The shift that now sees compliance officers sitting in on working groups signifies how far that relationship has come from its earlier, darker days, says Sandra Kegie, executive director of Toronto-based Association of Canadian Compliance Professionals: “Firms have realized they can, in fact, work with chief compliance officers.”

Much like Eggers, Kegie says that the improved relationship between the compliance department and advisors is a direct reflection of how compliance officers have redefined their role within the financial services industry.

When Kegie’s career in the industry began in 1998, the average compliance officer often focused on telling advisors what to do, she says, which led to an adversarial relationship: “Back then, the attitude of other people toward [compliance officers] was normally on the negative side. It was an uphill battle with everyone. Compliance people then learned to pick out the positive elements in their jobs, such as education, and to focus on those.”

As the years went by, the focus on compliance officers’ role as educators has helped them feel like a more integral part of their organizations, Kegie says. In turn, that has had a positive impact on the attitudes of advisors and management: “[Compliance] officers have been preaching, ‘I am here to help you keep your business — and you — out of trouble.
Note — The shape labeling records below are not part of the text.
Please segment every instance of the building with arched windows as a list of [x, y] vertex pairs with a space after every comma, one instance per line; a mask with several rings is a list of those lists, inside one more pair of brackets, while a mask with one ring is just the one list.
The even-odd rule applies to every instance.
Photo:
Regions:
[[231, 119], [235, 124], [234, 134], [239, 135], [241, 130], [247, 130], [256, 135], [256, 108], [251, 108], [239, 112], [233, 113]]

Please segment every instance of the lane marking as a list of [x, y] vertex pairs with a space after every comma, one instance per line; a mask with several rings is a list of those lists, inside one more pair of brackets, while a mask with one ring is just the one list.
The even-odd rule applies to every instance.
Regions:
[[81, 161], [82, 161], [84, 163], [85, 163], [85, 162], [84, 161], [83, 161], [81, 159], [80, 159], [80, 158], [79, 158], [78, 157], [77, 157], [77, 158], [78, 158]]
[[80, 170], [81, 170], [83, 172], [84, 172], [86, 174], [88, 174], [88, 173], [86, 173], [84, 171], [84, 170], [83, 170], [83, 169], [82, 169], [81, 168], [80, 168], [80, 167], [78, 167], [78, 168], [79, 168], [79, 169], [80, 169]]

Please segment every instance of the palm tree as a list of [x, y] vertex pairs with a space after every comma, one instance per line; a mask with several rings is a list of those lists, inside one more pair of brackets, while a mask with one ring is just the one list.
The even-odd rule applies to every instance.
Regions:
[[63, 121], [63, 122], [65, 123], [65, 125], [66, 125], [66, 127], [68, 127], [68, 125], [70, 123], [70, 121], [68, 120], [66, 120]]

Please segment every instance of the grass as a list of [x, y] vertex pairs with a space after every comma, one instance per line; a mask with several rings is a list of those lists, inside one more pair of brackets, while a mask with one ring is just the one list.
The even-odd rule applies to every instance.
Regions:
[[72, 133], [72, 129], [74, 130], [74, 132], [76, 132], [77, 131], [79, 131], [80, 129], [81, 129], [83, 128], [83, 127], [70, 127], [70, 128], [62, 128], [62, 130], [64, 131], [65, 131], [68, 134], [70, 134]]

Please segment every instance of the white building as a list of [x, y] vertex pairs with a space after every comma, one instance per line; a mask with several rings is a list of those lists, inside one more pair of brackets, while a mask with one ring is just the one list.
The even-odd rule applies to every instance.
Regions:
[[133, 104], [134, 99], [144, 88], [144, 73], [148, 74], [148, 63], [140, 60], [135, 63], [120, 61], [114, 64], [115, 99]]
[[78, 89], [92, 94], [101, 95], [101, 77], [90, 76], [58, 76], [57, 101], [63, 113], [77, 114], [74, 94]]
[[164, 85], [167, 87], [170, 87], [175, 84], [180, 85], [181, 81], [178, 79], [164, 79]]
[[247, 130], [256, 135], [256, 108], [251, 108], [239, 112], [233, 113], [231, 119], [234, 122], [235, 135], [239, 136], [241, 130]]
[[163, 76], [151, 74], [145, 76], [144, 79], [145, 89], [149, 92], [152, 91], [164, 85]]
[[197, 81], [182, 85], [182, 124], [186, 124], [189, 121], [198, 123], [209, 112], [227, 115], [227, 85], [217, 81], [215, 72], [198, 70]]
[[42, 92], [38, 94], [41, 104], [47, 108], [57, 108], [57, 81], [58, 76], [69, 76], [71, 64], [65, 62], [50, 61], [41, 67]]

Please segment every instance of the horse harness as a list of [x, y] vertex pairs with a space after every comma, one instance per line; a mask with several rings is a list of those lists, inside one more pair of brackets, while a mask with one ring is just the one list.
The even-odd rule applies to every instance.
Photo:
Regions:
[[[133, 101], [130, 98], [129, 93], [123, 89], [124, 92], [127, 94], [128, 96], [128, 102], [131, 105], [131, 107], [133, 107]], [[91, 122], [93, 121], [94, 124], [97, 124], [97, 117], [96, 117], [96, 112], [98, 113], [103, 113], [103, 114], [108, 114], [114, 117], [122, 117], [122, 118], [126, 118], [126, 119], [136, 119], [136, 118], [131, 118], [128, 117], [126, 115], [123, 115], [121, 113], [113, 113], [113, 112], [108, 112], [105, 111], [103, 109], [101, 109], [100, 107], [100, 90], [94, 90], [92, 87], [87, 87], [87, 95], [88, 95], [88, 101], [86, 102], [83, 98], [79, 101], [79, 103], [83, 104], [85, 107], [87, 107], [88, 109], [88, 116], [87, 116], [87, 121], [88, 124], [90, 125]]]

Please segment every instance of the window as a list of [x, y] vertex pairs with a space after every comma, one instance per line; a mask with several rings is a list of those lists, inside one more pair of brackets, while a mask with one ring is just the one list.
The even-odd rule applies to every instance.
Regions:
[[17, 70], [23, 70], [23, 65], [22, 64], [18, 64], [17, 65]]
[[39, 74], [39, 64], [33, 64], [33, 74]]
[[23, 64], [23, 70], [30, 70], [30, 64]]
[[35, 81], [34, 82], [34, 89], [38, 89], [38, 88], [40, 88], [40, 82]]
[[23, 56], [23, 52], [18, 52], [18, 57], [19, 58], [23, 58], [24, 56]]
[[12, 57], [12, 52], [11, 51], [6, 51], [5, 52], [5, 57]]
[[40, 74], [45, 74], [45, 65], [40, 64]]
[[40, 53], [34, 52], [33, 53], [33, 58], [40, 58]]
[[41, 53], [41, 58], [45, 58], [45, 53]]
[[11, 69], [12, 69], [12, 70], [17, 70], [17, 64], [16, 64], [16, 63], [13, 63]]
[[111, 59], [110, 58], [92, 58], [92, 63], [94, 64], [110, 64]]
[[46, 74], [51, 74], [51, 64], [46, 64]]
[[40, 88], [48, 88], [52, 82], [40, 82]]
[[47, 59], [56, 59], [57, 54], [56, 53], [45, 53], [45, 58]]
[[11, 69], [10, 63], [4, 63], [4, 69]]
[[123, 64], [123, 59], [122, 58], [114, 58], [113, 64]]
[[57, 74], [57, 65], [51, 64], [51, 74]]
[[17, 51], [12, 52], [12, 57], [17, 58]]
If you have a question, if you are unsure about something, if you want do something, call me first.’ And so, a lot of people [now] are.”

Advisors across the board can attest to that. An advisor in Alberta with Toronto-based boutique brokerage GMP Private Client LP says compliance is there to “guide” advisors.

An advisor in British Columbia with Winnipeg-based boutique brokerage Wellington West Capital Inc. happily conveyed the admiration the firm’s advisors now have for their compliance department: “We love compliance. They are here to support us. We use them as a tool — that’s how it should be.”

@page_break@To be the educators that compliance officers need to be nowadays, it’s no longer enough for them to be able to understand and explain the rules, Eggers says: “Compliance professionals need to understand the products as well [or] else they are limited in what they can do. They need to understand the business — what trading is and how it works — in order to do their jobs well.”

But no matter how hard compliance officers work toward developing strong relationships with advi-sors, there are still some for whom the perception of compliance has not changed. As one advisor in B.C. with Montreal-based bank-owned brokerage National Bank Financial Ltd., puts it: “The rules and regulations are ridiculous. They are all paperwork. If they want to protect the client, [they should] drop the paperwork. It’s unnecessary.”

An advisor in Saskatchewan with Regina-based mutual fund dealer Partners in Planning Financial Services Ltd. sings a similar tune: “They get carried away with disclosures, and the paperwork doesn’t make anything better.”

Although compliance can sometimes be onerous, with mountains of paperwork involved, good advisors will co-operate regardless of what’s required of them, says Michael Sharpe, chief compliance officer with Toronto-based boutique brokerage Richardson Partners Financial Ltd.: “Good advisors have always embraced compliance.”